BRC: You originally are from South Africa. Have you set any of your novels in that country, or considered doing so?
PT: I left South Africa out of profound distaste for the white regime and for a long time I had no wish to be reminded of the place. It has changed, however, and so have I. I set a chapter of IDENTITY THEORY in South Africa and one of the lead characters is South African. Given time, there are certainly plenty of themes I would like to explore in the country's recent history.

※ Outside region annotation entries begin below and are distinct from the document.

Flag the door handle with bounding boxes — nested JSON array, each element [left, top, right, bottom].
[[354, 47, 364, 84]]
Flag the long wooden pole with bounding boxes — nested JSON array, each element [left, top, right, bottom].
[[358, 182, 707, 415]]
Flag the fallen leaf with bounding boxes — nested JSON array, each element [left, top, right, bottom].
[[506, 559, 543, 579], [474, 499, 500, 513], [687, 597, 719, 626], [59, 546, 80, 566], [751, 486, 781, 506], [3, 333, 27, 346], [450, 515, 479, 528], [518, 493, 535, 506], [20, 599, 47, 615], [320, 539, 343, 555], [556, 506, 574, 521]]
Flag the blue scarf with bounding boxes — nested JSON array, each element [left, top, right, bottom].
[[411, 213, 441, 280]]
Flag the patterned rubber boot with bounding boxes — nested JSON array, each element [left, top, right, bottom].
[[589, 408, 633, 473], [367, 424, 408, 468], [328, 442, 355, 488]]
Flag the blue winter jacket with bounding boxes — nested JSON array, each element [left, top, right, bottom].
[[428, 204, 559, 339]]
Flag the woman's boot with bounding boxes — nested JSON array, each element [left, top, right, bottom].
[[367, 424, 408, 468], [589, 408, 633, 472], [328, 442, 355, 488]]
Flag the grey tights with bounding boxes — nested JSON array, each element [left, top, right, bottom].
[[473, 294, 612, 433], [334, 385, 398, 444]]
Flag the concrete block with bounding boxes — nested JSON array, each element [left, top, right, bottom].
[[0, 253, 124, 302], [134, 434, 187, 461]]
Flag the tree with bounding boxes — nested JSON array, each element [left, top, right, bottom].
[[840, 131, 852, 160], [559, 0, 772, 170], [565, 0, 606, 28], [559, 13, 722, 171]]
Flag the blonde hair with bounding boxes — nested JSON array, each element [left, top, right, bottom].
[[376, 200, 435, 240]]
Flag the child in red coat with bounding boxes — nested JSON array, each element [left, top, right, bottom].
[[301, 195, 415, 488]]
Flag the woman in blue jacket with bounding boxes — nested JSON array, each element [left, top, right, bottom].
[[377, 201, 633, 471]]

BRC: BAD DEBTS and BLACK TIDE are the first of your Jack Irish novels to be published in the United States. What do you hope American readers will take with them after reading your books?
PT: My hope is that American readers will enjoy the Australianness of the novels. (In spite --- or perhaps because --- of my origins, I feel very Australian.) Australia isn't a displaced piece of England. It is a country like no other, and I have tried to capture something of its distinctive language and culture.
BRC: Besides BAD DEBTS and BLACK TIDE, you have written two additional Jack Irish novels and four stand-alone crime novels, including one called IDENTITY THEORY. Will we see any of these additional works here in the States in the near future? And on a related note, what are you are working on now?
PT: IDENTITY THEORY was published in the U.S. last year to the sound of one hand clapping. (I hope readers who enjoy Jack Irish give it a try --- I'm rather fond of it.) My new novel, THE BROKEN SHORE, has been well received in Australia and will come out in the U.S. and Britain next year. I'd like to think that American readers will want to read the other Jack Irish novels and the stand-alones, particularly SHOOTING STAR, the pick of the bunch.
I'm now working on a number of things. Too many things. They include the fifth Jack Irish, a stand-alone post-9/11 thriller, a gentler short book, and a three-part screenplay for BAD DEBTS.